Akibat peristiwa ini, sebanyak 216 kepala keluarga dengan
total 575 jiwa yang di empat Kampung diantaranya Sawah Berat, Naringgul,
Cipicung 1, dan Cipicung 2 terdampak langsung. Terputusnya jembatan membuat
akses keluar-masuk wilayah tersebut lumpuh total.
Sekretaris Desa Loji, Hadiansyah, menjelaskan bahwa kondisi
darurat ini telah berlangsung hampir sepekan. Warga yang tinggal di bantaran
sungai untuk sementara waktu dievakuasi ke rumah kerabat atau ke lokasi yang
lebih aman dan berada di dataran lebih tinggi.
"Sebagian warga sudah kami evakuasi karena debit air
sungai masih tinggi dan berbahaya. Mereka kini mengungsi ke rumah saudara atau
tempat yang lebih aman," ujar Hadiansyah saat ditemui dilokasi, Kamis
(18/12/2025).
Tak hanya jembatan yang rusak, bencana tersebut juga
menyebabkan jalan desa menuju empat kampung mengalami amblas akibat longsor.

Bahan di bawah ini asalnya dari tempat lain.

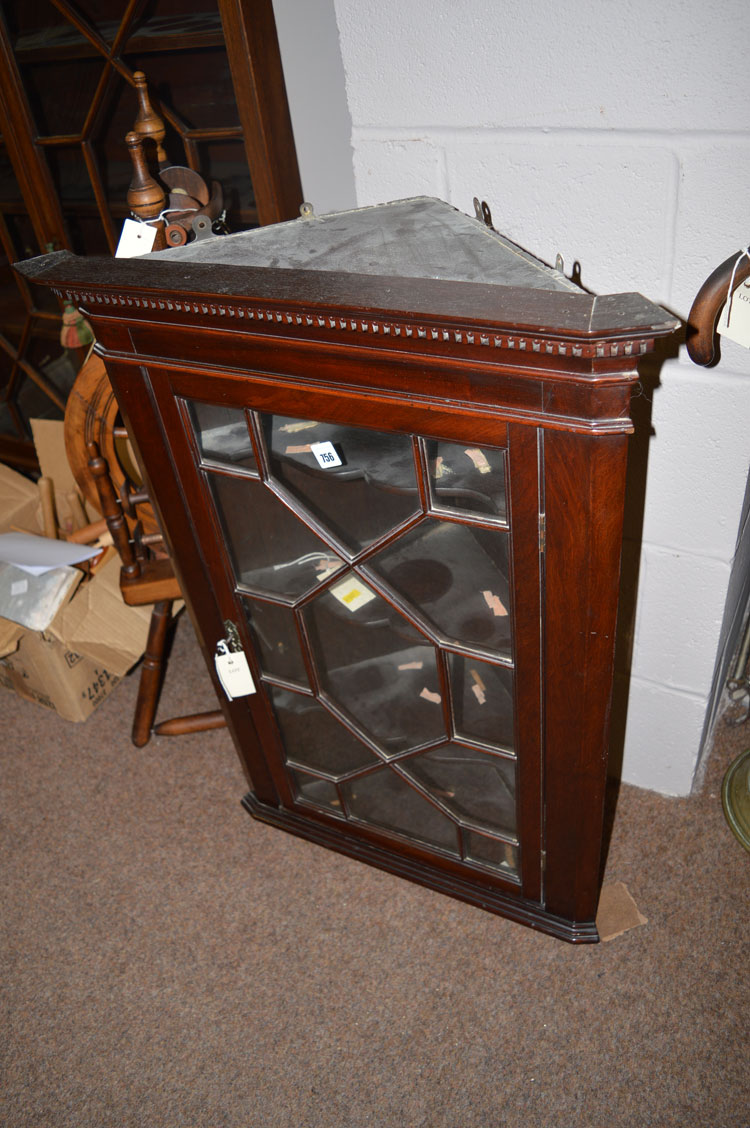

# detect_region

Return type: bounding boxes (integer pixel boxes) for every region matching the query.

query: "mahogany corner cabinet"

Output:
[17,199,678,942]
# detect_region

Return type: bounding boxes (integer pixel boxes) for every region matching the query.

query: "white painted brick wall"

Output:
[276,0,750,794]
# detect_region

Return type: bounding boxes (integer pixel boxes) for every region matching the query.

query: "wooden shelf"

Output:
[14,11,224,65]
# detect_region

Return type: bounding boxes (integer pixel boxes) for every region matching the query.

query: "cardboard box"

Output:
[0,451,151,721]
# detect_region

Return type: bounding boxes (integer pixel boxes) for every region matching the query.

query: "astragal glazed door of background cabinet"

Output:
[150,371,542,924]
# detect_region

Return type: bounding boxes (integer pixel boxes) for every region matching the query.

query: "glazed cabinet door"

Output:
[137,372,541,901]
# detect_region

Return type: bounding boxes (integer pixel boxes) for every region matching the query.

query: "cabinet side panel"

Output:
[509,424,541,901]
[545,431,627,922]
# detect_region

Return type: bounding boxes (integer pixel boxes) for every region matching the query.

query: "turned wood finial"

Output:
[125,132,166,220]
[133,71,169,168]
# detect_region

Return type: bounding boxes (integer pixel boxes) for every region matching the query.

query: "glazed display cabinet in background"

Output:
[0,0,302,468]
[24,200,677,941]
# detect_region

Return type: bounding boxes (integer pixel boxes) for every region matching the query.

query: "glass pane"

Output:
[187,400,258,473]
[425,440,506,520]
[263,415,421,552]
[290,772,342,814]
[267,686,378,776]
[242,599,308,687]
[400,744,515,835]
[341,767,458,854]
[20,58,105,136]
[450,654,514,750]
[465,830,519,878]
[305,573,447,755]
[206,473,342,598]
[369,518,511,653]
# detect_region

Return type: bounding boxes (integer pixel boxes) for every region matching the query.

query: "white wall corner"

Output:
[273,0,356,214]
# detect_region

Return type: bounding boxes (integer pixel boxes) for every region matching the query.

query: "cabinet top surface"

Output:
[15,197,679,351]
[150,196,580,293]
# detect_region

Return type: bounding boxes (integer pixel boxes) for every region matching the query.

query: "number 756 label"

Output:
[310,441,344,470]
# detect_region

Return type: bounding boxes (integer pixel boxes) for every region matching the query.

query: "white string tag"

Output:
[716,247,750,349]
[115,219,157,258]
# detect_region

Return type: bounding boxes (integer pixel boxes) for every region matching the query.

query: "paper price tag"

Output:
[310,441,344,470]
[115,219,157,258]
[717,282,750,349]
[330,578,374,611]
[213,651,256,702]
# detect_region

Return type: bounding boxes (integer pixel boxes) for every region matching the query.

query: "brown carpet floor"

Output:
[0,619,750,1128]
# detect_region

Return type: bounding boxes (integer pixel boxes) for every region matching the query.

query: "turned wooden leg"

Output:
[132,599,171,748]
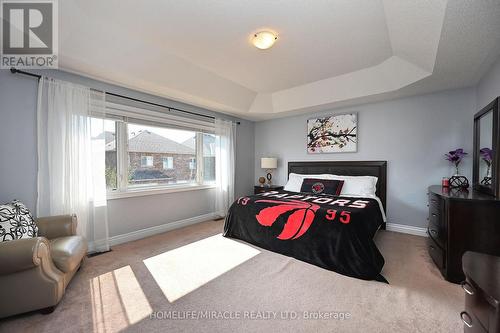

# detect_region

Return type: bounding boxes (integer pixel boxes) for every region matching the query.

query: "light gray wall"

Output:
[476,57,500,111]
[254,88,475,227]
[0,70,254,236]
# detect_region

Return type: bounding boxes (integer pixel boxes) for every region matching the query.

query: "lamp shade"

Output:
[260,157,278,169]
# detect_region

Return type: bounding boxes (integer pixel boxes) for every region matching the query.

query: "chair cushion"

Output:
[0,200,38,242]
[50,236,87,273]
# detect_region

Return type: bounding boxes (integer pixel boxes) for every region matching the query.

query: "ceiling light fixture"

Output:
[252,31,278,50]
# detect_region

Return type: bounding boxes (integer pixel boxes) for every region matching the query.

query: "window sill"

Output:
[106,184,215,200]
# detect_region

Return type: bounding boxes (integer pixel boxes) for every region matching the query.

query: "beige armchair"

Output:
[0,215,87,318]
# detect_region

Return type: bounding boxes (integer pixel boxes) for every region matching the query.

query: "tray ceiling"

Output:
[59,0,500,120]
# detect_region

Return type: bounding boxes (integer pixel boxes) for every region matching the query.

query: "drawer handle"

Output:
[460,311,472,328]
[461,281,474,296]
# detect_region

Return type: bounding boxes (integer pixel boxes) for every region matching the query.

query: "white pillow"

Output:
[284,173,378,195]
[332,175,378,196]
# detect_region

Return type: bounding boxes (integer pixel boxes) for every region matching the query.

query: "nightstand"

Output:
[253,185,283,194]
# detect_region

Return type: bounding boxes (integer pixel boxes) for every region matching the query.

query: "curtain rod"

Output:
[10,67,240,125]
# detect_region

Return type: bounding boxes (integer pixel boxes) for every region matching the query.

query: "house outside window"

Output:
[93,103,215,192]
[141,156,153,168]
[163,156,174,170]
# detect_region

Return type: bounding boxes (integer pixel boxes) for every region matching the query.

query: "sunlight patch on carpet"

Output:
[89,266,153,332]
[144,234,260,303]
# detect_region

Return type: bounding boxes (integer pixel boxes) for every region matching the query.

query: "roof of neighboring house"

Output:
[94,131,115,144]
[106,131,195,155]
[182,134,215,156]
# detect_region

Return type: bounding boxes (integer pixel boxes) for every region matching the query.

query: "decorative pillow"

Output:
[300,178,344,195]
[283,172,333,192]
[0,200,38,242]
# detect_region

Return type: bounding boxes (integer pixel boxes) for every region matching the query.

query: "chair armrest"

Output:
[0,237,50,275]
[36,215,77,239]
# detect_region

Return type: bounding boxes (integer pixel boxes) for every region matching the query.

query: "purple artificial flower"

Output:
[444,148,467,167]
[479,148,493,165]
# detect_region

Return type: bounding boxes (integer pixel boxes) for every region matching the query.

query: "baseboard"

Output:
[387,223,427,237]
[89,213,218,252]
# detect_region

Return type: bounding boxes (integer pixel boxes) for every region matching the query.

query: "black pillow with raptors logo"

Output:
[300,178,344,195]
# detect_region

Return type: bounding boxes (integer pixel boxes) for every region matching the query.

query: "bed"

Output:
[224,161,387,282]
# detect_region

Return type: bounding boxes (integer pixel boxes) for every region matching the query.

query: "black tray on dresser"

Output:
[427,186,500,283]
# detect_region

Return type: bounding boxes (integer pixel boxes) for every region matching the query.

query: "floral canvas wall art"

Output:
[307,113,358,154]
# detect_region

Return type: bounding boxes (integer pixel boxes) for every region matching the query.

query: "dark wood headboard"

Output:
[287,161,387,211]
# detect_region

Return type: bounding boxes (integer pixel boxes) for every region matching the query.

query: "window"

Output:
[203,133,215,183]
[141,156,153,168]
[92,118,118,190]
[163,156,174,170]
[95,103,215,192]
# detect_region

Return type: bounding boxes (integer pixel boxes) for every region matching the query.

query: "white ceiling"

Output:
[59,0,500,120]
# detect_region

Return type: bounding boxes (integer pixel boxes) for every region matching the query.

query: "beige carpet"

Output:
[0,221,464,333]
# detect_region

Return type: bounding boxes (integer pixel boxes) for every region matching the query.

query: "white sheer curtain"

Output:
[37,77,109,252]
[215,118,236,217]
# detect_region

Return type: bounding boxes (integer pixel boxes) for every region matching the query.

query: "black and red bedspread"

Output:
[224,191,387,282]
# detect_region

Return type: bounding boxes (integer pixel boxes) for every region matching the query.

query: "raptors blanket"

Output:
[224,191,387,282]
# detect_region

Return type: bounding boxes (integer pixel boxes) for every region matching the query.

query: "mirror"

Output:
[476,110,493,188]
[473,98,500,197]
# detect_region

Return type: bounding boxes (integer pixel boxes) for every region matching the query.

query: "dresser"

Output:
[460,251,500,333]
[427,186,500,283]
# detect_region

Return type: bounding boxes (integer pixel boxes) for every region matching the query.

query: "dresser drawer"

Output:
[427,236,445,270]
[427,219,447,248]
[428,193,447,248]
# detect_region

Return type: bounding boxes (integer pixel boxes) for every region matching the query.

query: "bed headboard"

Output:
[287,161,387,211]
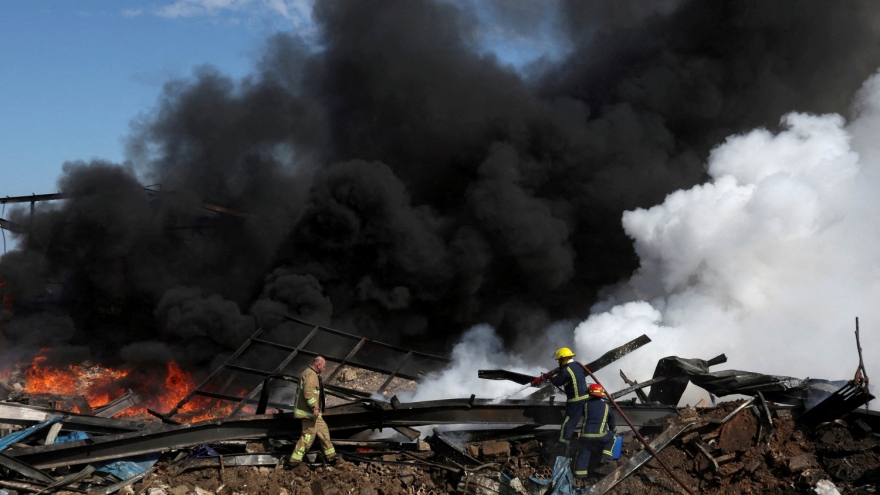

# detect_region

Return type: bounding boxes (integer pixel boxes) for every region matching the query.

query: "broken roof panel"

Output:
[154,316,449,422]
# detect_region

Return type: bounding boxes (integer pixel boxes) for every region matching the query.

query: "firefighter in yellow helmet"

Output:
[284,356,339,469]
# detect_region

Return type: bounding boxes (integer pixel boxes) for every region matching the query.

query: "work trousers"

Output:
[559,401,587,443]
[290,416,336,462]
[574,431,614,478]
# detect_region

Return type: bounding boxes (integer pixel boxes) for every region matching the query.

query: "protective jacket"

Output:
[581,397,617,438]
[293,366,324,418]
[550,361,590,402]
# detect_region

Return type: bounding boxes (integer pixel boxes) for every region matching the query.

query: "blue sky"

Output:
[0,0,564,202]
[0,0,308,200]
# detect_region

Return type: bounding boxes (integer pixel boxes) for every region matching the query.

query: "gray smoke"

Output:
[0,0,880,378]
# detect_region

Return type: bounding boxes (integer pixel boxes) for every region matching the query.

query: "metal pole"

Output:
[575,361,696,495]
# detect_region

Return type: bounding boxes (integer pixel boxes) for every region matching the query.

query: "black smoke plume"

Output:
[0,0,880,372]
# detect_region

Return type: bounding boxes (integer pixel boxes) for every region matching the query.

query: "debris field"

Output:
[0,319,880,495]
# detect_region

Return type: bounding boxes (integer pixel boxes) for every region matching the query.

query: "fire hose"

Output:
[531,361,696,495]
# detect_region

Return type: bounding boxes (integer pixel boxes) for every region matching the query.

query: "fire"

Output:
[24,349,128,404]
[24,349,241,422]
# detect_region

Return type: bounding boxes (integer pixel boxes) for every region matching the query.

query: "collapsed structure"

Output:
[0,316,880,494]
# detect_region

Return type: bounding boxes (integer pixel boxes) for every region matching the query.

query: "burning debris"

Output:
[0,317,868,495]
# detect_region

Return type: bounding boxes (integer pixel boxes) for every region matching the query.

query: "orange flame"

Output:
[24,349,244,422]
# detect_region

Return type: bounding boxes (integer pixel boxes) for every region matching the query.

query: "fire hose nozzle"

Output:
[530,371,553,386]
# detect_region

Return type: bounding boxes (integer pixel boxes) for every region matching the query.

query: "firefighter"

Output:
[574,383,617,479]
[284,356,338,469]
[550,347,590,446]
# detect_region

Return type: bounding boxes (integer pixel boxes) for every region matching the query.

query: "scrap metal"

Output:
[154,315,450,422]
[587,421,697,495]
[8,399,675,468]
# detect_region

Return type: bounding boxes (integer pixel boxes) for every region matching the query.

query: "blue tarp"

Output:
[55,431,160,480]
[92,452,160,480]
[0,416,61,450]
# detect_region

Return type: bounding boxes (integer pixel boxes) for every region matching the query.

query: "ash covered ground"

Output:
[41,401,880,495]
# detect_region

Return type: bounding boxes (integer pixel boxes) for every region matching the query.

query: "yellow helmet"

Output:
[553,347,574,361]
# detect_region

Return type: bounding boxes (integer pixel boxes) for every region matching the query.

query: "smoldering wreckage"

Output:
[0,316,868,495]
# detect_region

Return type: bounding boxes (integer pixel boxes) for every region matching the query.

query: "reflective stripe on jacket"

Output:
[293,366,324,418]
[550,361,590,402]
[581,397,617,438]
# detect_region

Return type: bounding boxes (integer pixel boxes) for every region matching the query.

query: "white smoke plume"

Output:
[419,70,880,403]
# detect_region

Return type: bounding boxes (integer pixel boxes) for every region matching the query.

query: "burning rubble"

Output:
[0,317,868,495]
[0,0,880,495]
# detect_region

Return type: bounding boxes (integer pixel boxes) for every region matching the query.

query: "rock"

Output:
[786,454,819,474]
[813,480,840,495]
[480,441,510,457]
[718,414,758,452]
[168,485,192,495]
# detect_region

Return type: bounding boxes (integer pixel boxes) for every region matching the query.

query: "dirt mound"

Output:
[96,401,880,495]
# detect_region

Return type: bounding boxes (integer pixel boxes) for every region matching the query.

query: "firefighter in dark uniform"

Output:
[574,383,617,478]
[284,356,339,469]
[550,347,590,445]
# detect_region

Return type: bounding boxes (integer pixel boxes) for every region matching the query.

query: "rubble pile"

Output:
[0,320,880,495]
[0,399,880,495]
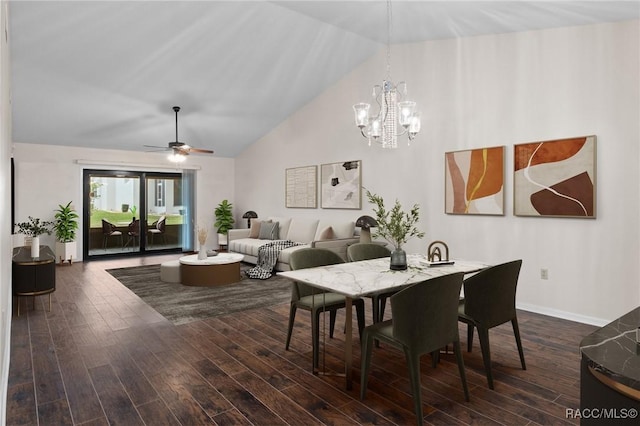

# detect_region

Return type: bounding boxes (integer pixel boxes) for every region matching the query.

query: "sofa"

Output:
[227,216,359,271]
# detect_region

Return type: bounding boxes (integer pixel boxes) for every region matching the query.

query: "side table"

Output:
[11,246,56,316]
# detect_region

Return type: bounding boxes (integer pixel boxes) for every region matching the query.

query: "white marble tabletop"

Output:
[278,254,490,298]
[178,253,244,265]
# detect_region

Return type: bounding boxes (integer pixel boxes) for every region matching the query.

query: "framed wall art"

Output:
[320,160,362,209]
[513,136,596,219]
[444,146,504,215]
[285,166,318,209]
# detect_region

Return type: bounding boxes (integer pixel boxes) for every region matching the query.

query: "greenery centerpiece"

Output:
[16,216,53,257]
[16,216,53,238]
[213,200,235,245]
[367,190,424,270]
[53,201,78,264]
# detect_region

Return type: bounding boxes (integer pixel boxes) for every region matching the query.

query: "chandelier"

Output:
[353,0,420,148]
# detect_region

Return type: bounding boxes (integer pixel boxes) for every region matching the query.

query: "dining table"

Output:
[278,254,491,390]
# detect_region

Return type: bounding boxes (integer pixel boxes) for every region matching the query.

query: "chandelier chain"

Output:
[387,0,392,81]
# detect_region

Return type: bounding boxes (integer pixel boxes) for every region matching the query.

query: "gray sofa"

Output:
[227,216,359,271]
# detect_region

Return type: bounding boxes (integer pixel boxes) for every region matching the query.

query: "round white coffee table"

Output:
[179,253,244,287]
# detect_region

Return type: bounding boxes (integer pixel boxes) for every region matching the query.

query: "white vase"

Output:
[31,237,40,257]
[198,246,207,260]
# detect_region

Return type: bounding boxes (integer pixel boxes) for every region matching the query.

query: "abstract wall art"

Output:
[444,146,504,215]
[513,136,596,219]
[285,166,318,209]
[320,160,362,209]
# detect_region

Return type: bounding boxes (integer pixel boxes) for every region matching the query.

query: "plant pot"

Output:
[389,248,407,271]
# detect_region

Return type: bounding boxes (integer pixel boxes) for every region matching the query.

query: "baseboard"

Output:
[516,303,611,327]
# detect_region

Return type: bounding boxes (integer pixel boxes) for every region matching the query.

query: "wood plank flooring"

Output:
[7,255,595,425]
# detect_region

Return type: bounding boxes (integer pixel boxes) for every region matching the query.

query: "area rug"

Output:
[107,264,291,325]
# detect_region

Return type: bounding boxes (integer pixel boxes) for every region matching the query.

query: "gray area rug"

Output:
[107,264,291,325]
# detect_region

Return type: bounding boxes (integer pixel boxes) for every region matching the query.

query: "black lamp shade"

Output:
[356,216,378,229]
[242,210,258,228]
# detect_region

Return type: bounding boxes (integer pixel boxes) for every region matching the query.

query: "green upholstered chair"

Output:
[285,248,364,372]
[149,216,167,246]
[102,219,123,250]
[458,260,527,389]
[347,243,397,322]
[360,272,469,425]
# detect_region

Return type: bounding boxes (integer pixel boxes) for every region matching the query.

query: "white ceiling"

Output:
[9,0,640,157]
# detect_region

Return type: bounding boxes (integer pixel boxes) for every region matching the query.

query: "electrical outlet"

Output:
[540,268,549,280]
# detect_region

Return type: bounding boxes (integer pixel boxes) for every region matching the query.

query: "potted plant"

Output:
[213,200,235,246]
[16,216,53,257]
[53,201,78,264]
[367,190,424,270]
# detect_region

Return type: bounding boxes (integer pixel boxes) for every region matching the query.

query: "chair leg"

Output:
[431,349,440,368]
[478,327,493,389]
[378,294,387,321]
[511,317,527,370]
[329,309,346,339]
[371,294,380,324]
[360,330,373,399]
[453,340,469,402]
[284,303,298,351]
[404,347,424,425]
[311,309,322,374]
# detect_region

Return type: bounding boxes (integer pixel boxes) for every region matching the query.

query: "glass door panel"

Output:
[145,173,186,251]
[85,173,141,256]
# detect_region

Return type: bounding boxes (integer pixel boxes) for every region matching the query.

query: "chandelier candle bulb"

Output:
[353,0,420,149]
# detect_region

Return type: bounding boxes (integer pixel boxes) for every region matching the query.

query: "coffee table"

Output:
[179,253,244,287]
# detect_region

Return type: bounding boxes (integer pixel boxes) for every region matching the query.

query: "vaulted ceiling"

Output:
[9,0,640,157]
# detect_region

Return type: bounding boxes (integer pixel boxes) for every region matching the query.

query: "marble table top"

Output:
[278,254,490,298]
[580,307,640,390]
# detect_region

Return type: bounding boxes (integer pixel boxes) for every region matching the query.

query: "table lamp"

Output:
[356,216,378,243]
[242,210,258,228]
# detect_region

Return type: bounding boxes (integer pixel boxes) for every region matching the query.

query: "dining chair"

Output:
[102,219,123,250]
[149,216,166,245]
[124,218,140,247]
[458,259,527,389]
[347,243,397,322]
[360,272,469,425]
[285,248,364,373]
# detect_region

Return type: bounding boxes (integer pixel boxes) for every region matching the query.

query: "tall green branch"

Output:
[367,190,424,249]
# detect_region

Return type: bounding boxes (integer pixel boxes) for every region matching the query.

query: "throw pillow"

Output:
[249,219,271,238]
[318,226,335,241]
[258,222,279,240]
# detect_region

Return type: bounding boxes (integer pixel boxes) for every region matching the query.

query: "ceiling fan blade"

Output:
[189,148,213,154]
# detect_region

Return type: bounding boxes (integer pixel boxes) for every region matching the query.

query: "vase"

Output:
[31,237,40,257]
[198,246,207,260]
[389,248,407,271]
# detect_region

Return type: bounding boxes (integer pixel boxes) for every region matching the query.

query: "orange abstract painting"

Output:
[513,136,596,218]
[445,146,504,215]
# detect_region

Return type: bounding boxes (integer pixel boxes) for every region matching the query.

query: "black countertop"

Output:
[580,307,640,390]
[11,245,56,265]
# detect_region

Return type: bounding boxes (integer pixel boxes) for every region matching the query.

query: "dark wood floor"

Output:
[7,255,595,425]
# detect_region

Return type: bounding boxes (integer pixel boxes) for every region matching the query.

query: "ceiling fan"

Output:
[145,106,213,161]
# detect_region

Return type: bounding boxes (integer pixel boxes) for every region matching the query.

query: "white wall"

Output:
[236,21,640,324]
[0,1,12,425]
[14,143,236,255]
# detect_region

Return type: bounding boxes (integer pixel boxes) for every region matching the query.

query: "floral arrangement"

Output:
[16,216,54,237]
[198,226,209,246]
[367,190,424,250]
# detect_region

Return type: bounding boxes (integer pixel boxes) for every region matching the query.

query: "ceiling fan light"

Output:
[167,152,187,163]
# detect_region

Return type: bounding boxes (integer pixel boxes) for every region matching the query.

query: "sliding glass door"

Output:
[83,170,192,258]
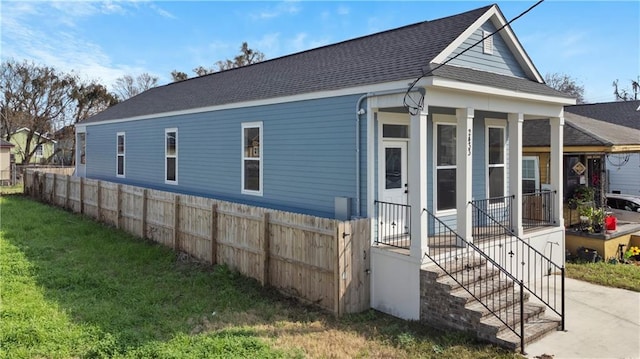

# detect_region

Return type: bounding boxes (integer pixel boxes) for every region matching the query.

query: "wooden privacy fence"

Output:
[24,170,370,315]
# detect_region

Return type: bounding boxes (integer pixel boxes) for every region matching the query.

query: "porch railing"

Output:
[374,201,411,248]
[524,191,557,230]
[423,209,524,353]
[469,202,565,330]
[469,195,516,243]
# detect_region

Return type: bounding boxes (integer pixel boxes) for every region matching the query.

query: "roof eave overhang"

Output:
[431,5,544,83]
[75,79,413,132]
[426,76,576,106]
[522,144,640,153]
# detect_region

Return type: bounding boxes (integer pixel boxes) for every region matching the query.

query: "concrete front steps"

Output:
[420,256,560,351]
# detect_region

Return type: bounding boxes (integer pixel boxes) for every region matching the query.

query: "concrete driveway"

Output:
[525,278,640,359]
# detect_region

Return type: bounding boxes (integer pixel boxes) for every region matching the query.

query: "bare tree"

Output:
[171,42,264,82]
[192,66,216,76]
[544,73,585,104]
[611,76,640,101]
[113,72,158,100]
[171,70,189,82]
[62,80,118,164]
[0,60,76,163]
[216,42,264,71]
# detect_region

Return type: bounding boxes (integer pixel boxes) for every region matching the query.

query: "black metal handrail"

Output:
[522,190,557,229]
[469,202,565,330]
[423,208,524,353]
[472,195,516,235]
[374,201,411,248]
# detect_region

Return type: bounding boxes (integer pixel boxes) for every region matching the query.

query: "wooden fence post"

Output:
[140,188,147,238]
[80,177,84,214]
[262,212,271,286]
[31,171,40,199]
[51,173,58,205]
[116,183,122,229]
[64,176,71,210]
[173,195,180,252]
[211,203,218,265]
[333,222,344,316]
[97,181,102,222]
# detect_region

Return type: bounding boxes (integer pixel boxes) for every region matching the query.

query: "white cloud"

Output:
[1,2,154,90]
[149,3,176,19]
[337,5,351,16]
[249,1,301,20]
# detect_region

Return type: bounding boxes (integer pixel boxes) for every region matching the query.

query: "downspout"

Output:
[355,88,424,217]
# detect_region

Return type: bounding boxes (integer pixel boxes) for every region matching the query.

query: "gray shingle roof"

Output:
[84,6,559,123]
[522,111,640,147]
[430,64,573,98]
[564,100,640,130]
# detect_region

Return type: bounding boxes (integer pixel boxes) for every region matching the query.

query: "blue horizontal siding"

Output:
[87,96,367,217]
[449,21,527,78]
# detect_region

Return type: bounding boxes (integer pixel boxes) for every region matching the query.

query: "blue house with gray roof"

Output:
[76,5,575,350]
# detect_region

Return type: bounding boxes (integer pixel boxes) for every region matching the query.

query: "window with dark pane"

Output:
[165,129,178,184]
[435,124,457,211]
[116,133,125,176]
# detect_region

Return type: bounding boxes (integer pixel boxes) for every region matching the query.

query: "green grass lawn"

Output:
[566,262,640,292]
[0,195,519,358]
[0,184,23,194]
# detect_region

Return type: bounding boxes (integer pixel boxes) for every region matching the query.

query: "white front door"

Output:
[378,140,410,237]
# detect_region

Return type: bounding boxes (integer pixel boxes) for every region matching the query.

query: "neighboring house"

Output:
[76,5,575,348]
[565,100,640,196]
[0,139,15,184]
[10,127,58,164]
[524,101,640,205]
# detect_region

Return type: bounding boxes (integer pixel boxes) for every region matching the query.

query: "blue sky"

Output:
[0,0,640,102]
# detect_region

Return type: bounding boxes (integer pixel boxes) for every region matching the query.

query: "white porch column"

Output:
[507,113,524,237]
[456,108,474,246]
[408,106,429,263]
[549,117,564,227]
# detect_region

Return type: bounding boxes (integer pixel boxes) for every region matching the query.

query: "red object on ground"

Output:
[604,216,618,231]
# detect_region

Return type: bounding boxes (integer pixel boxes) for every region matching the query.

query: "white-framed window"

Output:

Kerusakan terjadi di Kampung Pasir Pogor dan terjadi sebelum jembatan putus.
Selain itu, aliran listrik di sejumlah permukiman dalam wilayah tersebut
dilaporkan padam.
Terputusnya akses jalan berdampak pada berbagai aktivitas
warga. Anak-anak tidak dapat bersekolah karena derasnya arus Sungai Cipicung,
sementara kebutuhan sehari-hari terpaksa dipasok menggunakan tambang yang
diikat dari satu sisi sungai ke sisi lainnya.
Hadiansyah menambahkan, kondisi ini sangat memprihatinkan,
terutama jika terjadi keadaan darurat seperti warga sakit atau ibu melahirkan,
karena tidak adanya akses transportasi menuju fasilitas kesehatan.
"Kami sangat berharap ada penanganan segera dari
pemerintah, terutama pembangunan jembatan darurat, perbaikan jalan sementara,
bantuan logistik sembako, serta pemulihan aliran listrik. Akses ini sangat
vital bagi keselamatan dan kelangsungan hidup warga," tegasnya.
Diharapkan Masyarakat lebih meningkatkan kewaspadaan apalagi
tinggal ditempat rawan longsor maupun banjir, mengingat kondisi saat ini
intesitas hujan sangat tinggi dibeberapa wilayah di Sukabumi.